Z500 and positive relative vorticity advection (PVA)
An upper trough, often seen in the Z500 is often superimposed over the area of an initial Polar Low. In direct shear situations the trough is slightly behind the developing low. In a reversed shear case the upper low is slightly ahead. Statistical analysis shows the highest value of PVA normally occurs in the developing phase and gradually decreases in the following phases. Finally in the decaying phase the value is almost zero or may even be negative. Generally, deep convection tends to develop over several hours or days as it absorbs heat from the underlying rather cool surface. It is therefore more efficient for polar low formation with a shallow upper trough that is slow moving and has low values of PVA than a fast moving trough with high PVA. The latter case only acts over a brief time, and will therefore only give a marginal enhancement of the instability in the air column.
10m wind
A part of the definition of polar lows is a requirement of 10m wind of 'near gale' Beaufort 7 (> 13,8 m/s) or higher. This is a weak criterion since many similar phenomena give higher winds than this, so near gale force winds does not necessarily make a polar low. Nevertheless the 10m wind is an important aspect of the assessment of polar lows. The strongest winds are normally to be found at the position where the relative motion of the polar low is in the same direction as the actual wind, in other words on the western side of the low.
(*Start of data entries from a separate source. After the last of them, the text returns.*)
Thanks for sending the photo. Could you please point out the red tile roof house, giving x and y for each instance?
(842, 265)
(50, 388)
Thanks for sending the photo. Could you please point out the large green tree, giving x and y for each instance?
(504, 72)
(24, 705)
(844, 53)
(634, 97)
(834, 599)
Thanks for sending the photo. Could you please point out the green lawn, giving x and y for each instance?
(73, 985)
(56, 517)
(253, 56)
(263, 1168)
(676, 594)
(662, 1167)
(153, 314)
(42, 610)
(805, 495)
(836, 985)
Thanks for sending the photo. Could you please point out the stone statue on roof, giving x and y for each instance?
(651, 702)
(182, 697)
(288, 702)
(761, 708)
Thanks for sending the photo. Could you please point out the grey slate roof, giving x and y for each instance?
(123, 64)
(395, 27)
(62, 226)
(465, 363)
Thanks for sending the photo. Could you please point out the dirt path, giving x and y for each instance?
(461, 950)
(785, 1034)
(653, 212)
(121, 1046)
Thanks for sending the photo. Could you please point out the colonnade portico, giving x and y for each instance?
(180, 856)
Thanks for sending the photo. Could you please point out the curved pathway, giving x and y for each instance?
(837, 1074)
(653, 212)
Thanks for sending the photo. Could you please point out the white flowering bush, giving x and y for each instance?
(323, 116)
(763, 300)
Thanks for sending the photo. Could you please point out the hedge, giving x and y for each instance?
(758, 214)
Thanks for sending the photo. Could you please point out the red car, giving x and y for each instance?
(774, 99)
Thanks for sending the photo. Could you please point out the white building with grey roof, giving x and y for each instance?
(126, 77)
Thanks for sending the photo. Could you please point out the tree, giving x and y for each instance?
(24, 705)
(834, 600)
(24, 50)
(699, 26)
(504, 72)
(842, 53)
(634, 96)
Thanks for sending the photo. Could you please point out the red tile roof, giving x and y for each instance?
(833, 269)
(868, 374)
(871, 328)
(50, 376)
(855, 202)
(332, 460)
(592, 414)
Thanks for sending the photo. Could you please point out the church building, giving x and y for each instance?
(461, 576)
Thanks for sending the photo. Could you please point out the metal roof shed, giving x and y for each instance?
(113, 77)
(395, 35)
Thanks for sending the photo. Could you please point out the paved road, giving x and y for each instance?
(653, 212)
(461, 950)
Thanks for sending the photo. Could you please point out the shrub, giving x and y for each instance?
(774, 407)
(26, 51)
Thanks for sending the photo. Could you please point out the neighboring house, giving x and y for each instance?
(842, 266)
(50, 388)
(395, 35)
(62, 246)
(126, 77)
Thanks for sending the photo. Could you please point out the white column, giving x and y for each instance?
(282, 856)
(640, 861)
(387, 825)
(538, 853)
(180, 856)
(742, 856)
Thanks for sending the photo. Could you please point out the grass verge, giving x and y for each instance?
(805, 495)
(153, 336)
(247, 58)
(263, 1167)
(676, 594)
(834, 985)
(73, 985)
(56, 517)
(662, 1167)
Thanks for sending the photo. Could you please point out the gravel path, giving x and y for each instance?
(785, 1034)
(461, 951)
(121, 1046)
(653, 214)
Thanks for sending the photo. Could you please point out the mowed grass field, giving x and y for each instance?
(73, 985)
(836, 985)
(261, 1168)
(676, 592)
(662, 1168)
Cloudiness or 1h precipitation
The convection in a polar low is oriented as cloud bands, spiralling out from the center in a typical cyclone shape, seen in both satellite imagery and radar. The precipitation produced by the convection shows up similarly and gives an easily recognizable pattern in prognostic fields for e.g. 1hr precipitation.
Equivalent potential temperature θe
In most cases a Polar Low develops on a secondary shallow baroclinic zone in a marine cold air outbreak. This zone can be best visualised using the equivalent potential temperature θe contours at 850 hPa, showing the fronts and the gradients between warm and humid or cold and dry air masses.
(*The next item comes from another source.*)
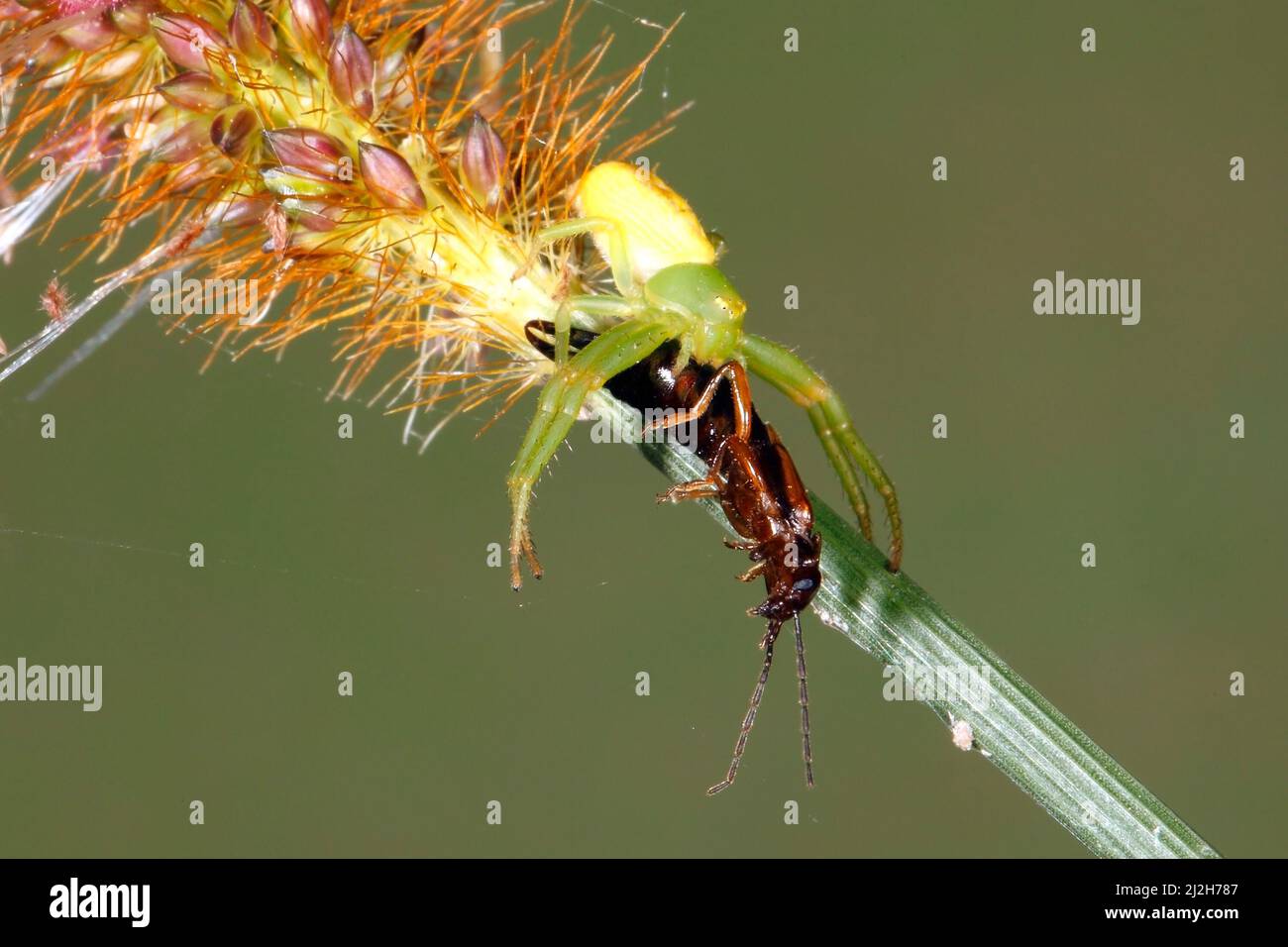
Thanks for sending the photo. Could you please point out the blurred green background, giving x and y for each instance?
(915, 299)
Vertical Motion (Omega) 850 hPa
Because of unstable conditions and upper level forcing mechanisms, vigorous ascending motion could develop. As a result of a low tropopause, the ascending motion is present in a relatively shallow layer, making omega at 850 hPa more indicative than omega at 500 hPa.
During the development phase the enhanced cloud band is characterized by a negative omega with a relative minimum at the position of the developing Polar Low. This minimum expands and finally, in the mature stage, a cut-off minimum is present surrounded by a band of descending air with positive omega values.
Other indexes
The K-index is mostly used for summer convection, but can also be used for winter conditions, but then with slightly lower values, typically 15 to 20.
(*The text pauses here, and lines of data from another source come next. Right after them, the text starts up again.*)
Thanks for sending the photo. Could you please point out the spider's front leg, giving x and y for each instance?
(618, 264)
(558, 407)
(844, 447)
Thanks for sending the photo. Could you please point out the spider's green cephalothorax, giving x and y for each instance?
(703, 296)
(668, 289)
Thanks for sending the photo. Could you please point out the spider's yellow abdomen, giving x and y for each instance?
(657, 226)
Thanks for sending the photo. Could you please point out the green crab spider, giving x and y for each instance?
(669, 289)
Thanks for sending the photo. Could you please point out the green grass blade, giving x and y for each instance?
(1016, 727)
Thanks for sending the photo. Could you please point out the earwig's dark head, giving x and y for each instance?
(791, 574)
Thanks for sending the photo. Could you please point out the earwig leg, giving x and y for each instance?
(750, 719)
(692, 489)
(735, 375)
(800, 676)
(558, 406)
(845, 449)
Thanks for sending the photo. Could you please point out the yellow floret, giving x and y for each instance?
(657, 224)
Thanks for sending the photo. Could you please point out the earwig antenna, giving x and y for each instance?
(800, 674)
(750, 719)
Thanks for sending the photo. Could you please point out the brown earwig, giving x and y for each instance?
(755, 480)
The Showalter Index (SI) and the Lifted Index (LI) take the difference between T500 and the parcel temperature at 850 and 925 hPa respectively. The Total-Totals (TTI) is similar to the SI, but considers also moisture at 850 hPa: TTI = (T850-T500)+(Td850-T500). However none of these consider the important aspect of transfer of heat from the sea surface as indicated by the SST, and are generally less used than the SST-T500 described above in the context of polar lows.
The Boyden index is given by BI = DZ(1000-700) + Td850 - 200, where the first part is the thickness below 700 hPa and the last part is a scaling to give the BI values between 90 and 100. The Boyden index is useful for considering convection, but it gives no information about conditions above 700 hPa. Hence it tends to give a rather flat field in areas with deep convection where the tops are typically well above this level.